L’entreprise ferroviaire prépare depuis plusieurs années une modernisation profonde de son outil d’exploitation. Les chantiers déjà engagés sur les lignes Douala-Yaoundé et Douala-Ngaoundéré témoignent d’une volonté de relancer un réseau stratégique, affecté par la pression croissante de la demande logistique. L’arrivée de Pierre Ngon intervient ainsi au moment où Camrail doit consolider sa position dans les chaînes de transport nationales et régionales. Cette transition managériale reflète également une tendance forte d’AGL, de placer aux commandes des dirigeants africains disposant d’une connaissance interne du groupe et d’une maîtrise avérée des environnements opérationnels complexes. Pierre Ngon s’est construit au fil d’un parcours jalonné de responsabilités croissantes sur le continent.
Passé par la Guinée équatoriale, le Niger, puis le cluster Bénin-Niger avant de superviser les opérations Afrique depuis Paris, il a développé une expertise ancrée dans les réalités du terrain. Son profil associe gestion financière, pilotage de projets et organisation logistique multisite, une combinaison rare dans un secteur où la performance dépend de la capacité à coordonner simultanément infrastructures, flux et exploitation. Son expérience dans le développement de corridors, notamment celui reliant Cotonou au Niger, constitue un apport essentiel pour Camrail. Le réseau ferroviaire camerounais dépend fortement de l’articulation entre les ports, les plateformes de stockage et les zones minières. Optimiser ces liaisons représente l’un des leviers majeurs pour améliorer la compétitivité du pays, réduire les coûts logistiques et renforcer la sécurité des opérations.
L’un des premiers défis du nouveau dirigeant concerne la modernisation des infrastructures. La réhabilitation des lignes principales reste incontournable pour absorber la croissance des flux. Ces axes, qui concentrent à eux seuls les plus fortes charges de transport, conditionnent la fiabilité du système. Chaque retard ou incident y a un impact direct sur l’économie nationale.
La mise à niveau des rails, des postes de signalisation et du matériel roulant exigera une coordination étroite entre l’État, concessionnaire des infrastructures, et Camrail, opérateur du trafic. Dans ce contexte, la feuille de route prévoit un renforcement graduel des capacités avec l’arrivée de cinq locomotives et de 64 voitures voyageurs. L’intégration de ce matériel nécessitera une réorganisation technique, en particulier dans la maintenance. Redéfinir les cycles d’entretien, automatiser certains diagnostics et accroître la disponibilité réelle des locomotives représentent des étapes essentielles pour répondre à la demande, notamment sur les cargaisons stratégiques comme le clinker, les hydrocarbures ou les céréales.

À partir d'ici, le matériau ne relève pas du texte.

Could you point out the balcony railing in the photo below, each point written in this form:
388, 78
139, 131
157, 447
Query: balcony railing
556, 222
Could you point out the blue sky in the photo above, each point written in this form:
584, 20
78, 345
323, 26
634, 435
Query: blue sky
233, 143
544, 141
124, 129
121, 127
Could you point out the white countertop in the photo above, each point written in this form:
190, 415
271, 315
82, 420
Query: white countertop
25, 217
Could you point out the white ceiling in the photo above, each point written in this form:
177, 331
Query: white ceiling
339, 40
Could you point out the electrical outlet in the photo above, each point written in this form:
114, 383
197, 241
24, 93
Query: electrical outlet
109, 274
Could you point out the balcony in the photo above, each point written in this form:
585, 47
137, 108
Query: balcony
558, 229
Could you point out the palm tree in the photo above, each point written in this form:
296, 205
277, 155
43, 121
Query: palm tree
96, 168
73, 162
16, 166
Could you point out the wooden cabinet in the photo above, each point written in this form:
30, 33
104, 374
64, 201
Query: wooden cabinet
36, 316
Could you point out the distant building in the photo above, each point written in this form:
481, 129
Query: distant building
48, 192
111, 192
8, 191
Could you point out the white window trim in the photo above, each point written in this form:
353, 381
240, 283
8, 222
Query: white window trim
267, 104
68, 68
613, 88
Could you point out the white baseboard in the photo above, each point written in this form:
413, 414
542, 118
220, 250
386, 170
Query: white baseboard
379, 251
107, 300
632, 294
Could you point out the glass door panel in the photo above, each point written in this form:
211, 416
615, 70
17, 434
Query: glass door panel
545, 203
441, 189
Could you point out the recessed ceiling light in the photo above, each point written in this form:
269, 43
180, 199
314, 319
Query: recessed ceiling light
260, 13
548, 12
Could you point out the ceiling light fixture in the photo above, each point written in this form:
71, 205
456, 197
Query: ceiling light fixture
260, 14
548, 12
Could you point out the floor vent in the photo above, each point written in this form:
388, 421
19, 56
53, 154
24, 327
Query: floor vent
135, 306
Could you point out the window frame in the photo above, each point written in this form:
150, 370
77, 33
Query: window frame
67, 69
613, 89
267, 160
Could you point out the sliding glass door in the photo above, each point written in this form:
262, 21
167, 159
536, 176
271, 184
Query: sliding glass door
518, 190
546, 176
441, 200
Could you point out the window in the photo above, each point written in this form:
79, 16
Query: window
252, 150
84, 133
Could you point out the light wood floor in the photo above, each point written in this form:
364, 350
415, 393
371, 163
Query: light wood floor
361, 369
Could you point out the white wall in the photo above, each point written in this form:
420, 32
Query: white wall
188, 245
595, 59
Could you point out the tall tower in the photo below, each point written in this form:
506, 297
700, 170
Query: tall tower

Sécuriser les circulations : un impératif qui conditionne la relance
La sécurité demeure un enjeu central. Malgré les progrès réalisés, le réseau reste confronté à une combinaison de vétusté, de conditions climatiques difficiles et de contraintes opérationnelles. L’expertise de Pierre Ngon dans les environnements à risques devrait permettre d’introduire une vision plus robuste des protocoles de prévention, allant de la formation continue des équipes à l’amélioration de la surveillance du réseau. Les attentes sont fortes. Il s’agira de restaurer un niveau de sécurité capable de convaincre les chargeurs, rassurer les passagers et repositionner le rail comme une alternative fiable au transport routier. Sans ce socle, les investissements prévus ne produiront pas les résultats espérés.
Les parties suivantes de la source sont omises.